I am not aware of anyone who insists the proposed Medicaid expansion and the pending Virginia budget must be coupled for either of the initiatives to be executable.
Indeed, they could easily be de-coupled, except that Gov. McAuliffe is concerned that Virginia Medicaid expansion could never be approved purely on its own merits.
So, the governor and the Senate continue to hold the state budget hostage, threatening to shut down the government, if the House doesn't acquiesce.
This same approach was the object of FLS editorial staff criticism when it was employed at the federal level. When McAuliffe employs the approach at the state level, the FLS lauds him.
"Scare tactics," an FLS editorial that actually exceeded the length of the "Mom's Day" editorial above it, was at least the sixth thoroughly one-sided FLS attempt to advance efforts to approve Medicaid expansion and heap glory on McAuliffe.
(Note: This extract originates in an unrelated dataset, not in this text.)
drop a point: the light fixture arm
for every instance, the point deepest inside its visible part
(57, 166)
The editorial chastises Speaker Howell for his recent public statement on the need to hold the line on Medicaid expansion.
"The Howell letter is pure scare tactics aimed at older constituents," according to the editorial.
Is the FLS editorial staff so issue-blind that they cannot see and then decry the governor's own real "super scare tactics" in holding the state budget, all government programs and state employees' livelihoods hostage? How can anyone not see the parallels?
The editorial staff embarrassed itself and showed its real shortcomings with this editorial. Your readers and our public dialogue both deserve better.